Even worse, they laughingly showed the money to another team, the cute little cheerleader and her boy toy from Texas, Trey and Lexi. Trey seemed to disapprove, but Lexi agreed that it was great after the "Twinnies" said that they would split the money with them. James and Abba noticed about two seconds later that their money was missing. But, they couldn't go back and find it because it was gone. They ended up talking to locals in Bangladesh, asking politely if anyone could spare some money to help. The local people gave them enough and they were back in the race.
There are so many things wrong with this story...
Yes, this is a race around the world for a million dollar prize. Yes, competition is key. Still, doesn't honesty matter despite the potential payday?
Sure, it was only about $100... BUT this was the $100 James and Abba needed to leave Bangladesh and to continue on the race.
It is, simply put, a very cheap way to try to get ahead in the race. It wasn't their money. They knew whose money it was. And yet they took it. They could have left it there. They could have returned it to James and Abba. They could have even taken it and given it to a random homeless guy or something. But instead they just kept it.

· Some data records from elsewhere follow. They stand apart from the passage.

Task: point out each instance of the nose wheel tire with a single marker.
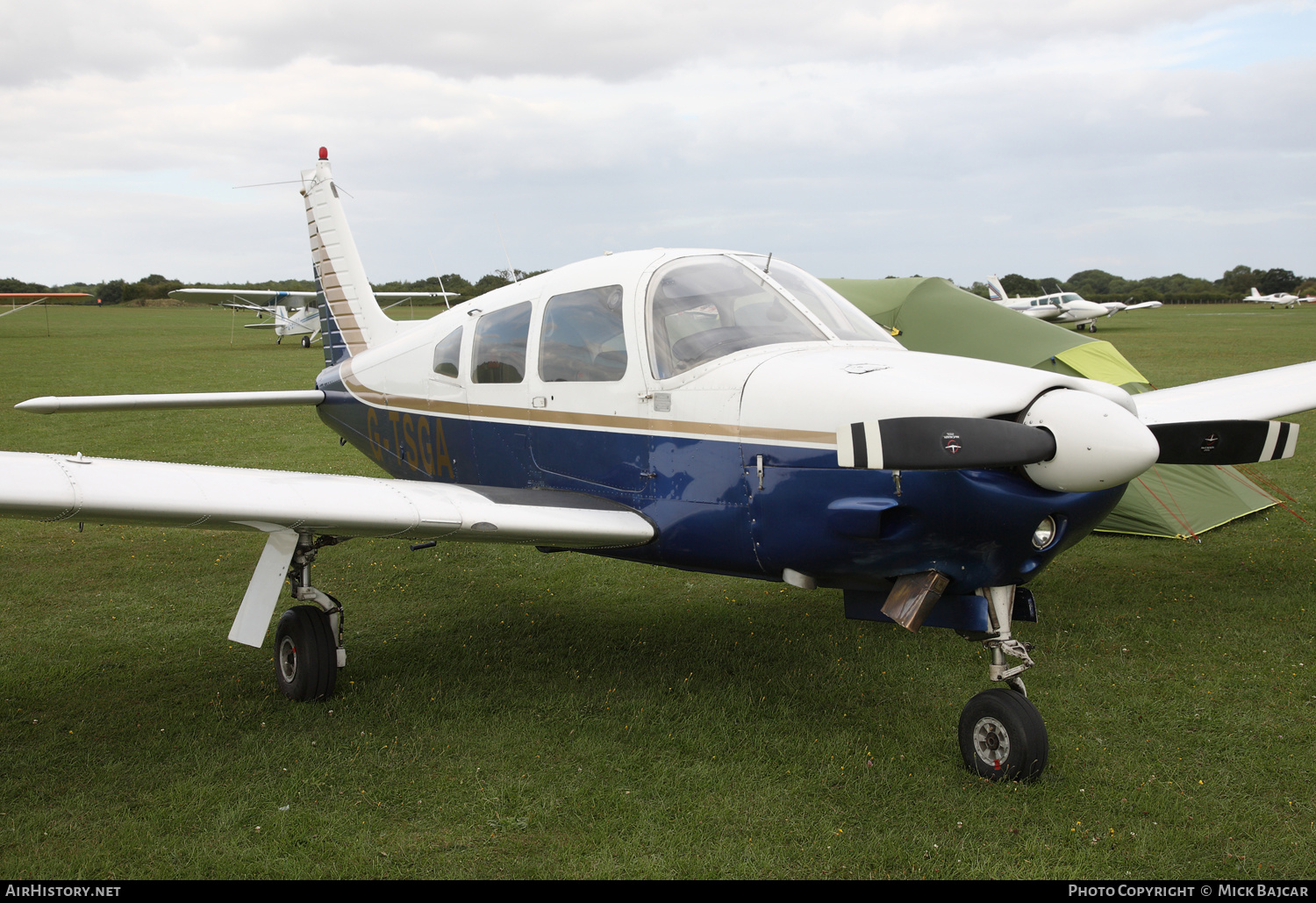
(1002, 736)
(305, 657)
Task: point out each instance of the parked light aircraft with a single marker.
(1063, 307)
(1278, 297)
(703, 410)
(284, 320)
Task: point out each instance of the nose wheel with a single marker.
(1002, 736)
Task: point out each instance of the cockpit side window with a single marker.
(500, 340)
(447, 355)
(582, 339)
(702, 308)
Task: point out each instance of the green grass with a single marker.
(508, 713)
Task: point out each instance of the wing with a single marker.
(284, 505)
(1249, 397)
(75, 487)
(221, 295)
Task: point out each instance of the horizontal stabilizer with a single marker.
(941, 444)
(71, 403)
(1224, 441)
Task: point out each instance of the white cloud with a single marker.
(858, 139)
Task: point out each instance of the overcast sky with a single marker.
(948, 137)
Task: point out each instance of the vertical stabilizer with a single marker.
(350, 316)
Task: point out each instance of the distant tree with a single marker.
(1092, 282)
(18, 286)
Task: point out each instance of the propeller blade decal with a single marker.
(1224, 441)
(941, 444)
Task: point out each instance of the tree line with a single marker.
(1092, 284)
(1102, 286)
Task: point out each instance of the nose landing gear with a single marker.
(1002, 735)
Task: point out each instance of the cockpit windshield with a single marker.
(837, 313)
(702, 308)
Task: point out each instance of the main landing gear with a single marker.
(1002, 735)
(308, 642)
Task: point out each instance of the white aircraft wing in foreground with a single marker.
(291, 312)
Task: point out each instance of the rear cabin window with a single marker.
(582, 339)
(500, 340)
(447, 355)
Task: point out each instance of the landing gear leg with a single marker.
(1002, 735)
(308, 642)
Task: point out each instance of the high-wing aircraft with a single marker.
(702, 410)
(302, 319)
(1284, 299)
(1063, 307)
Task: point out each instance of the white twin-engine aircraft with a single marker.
(1284, 299)
(702, 410)
(1063, 307)
(284, 320)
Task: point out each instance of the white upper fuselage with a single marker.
(787, 392)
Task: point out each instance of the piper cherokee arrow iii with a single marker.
(703, 410)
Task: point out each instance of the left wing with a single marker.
(1248, 397)
(54, 487)
(286, 505)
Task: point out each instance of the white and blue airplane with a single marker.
(703, 410)
(1063, 307)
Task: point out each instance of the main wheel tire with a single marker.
(1002, 736)
(305, 656)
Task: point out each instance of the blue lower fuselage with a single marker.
(718, 510)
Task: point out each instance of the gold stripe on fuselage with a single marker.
(576, 419)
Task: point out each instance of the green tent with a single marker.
(932, 315)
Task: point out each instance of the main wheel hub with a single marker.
(289, 660)
(991, 742)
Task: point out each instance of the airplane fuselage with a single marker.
(734, 460)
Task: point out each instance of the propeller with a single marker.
(1224, 441)
(1068, 440)
(947, 444)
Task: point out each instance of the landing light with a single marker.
(1044, 534)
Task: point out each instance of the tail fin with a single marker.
(350, 318)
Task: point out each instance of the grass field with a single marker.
(508, 713)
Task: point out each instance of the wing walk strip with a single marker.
(1281, 441)
(375, 398)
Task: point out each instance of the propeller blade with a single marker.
(941, 444)
(1224, 441)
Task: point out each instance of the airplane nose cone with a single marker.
(1098, 444)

Let's pretend for a second that this isn't a race for one million dollars. Let's say you are walking to work and you see a person ahead of you drop a wad of cash. ABSOLUTELY the honest thing is to return it to them. Or, at the very least, bring it to the police station. There is no scenario where it would be okay to keep it.
So why in the world is it "okay" for these racers to keep the money. I would not sell my integrity for one million dollars. I just wouldn't. I don't cheat. I don't lie. I never will.
"Honesty is more than not lying. It is truth telling, truth speaking, truth living, and truth loving." (James Faust)
I read a story once that I thought was interesting. In 1942 James Faust, a member of the United States Army Air Corps, had applied for Officer's Candidate School. At his interview, he was asked a number of questions regarding more than just his qualifications. His beliefs were called into question too. He was asked if he prayed, if he smoked or drank. Finally he was asked the following, and I quote, "In times of war, should not the moral code be relaxed? Does not the stress of battle justify men in doing things that they would not do when at home under normal situations?” [He] recognized that here was a chance perhaps to make some points and look broad-minded. [He] suspected that the men who were asking this question did not live by the standards that [he] had been taught. The thought flashed through [his]mind that perhaps [he] could say that [he] had [his] own beliefs, but [he] did not wish to impose them on others. But there seemed to flash before [his]mind the faces of the many people [he respected]. In the end [he] simply said, “I do not believe there is a double standard of morality.” End quote.
There shouldn't be a double standard of honesty. Right is always right and wrong is always wrong, regardless of the price.
Did you watch this episode? What did you think?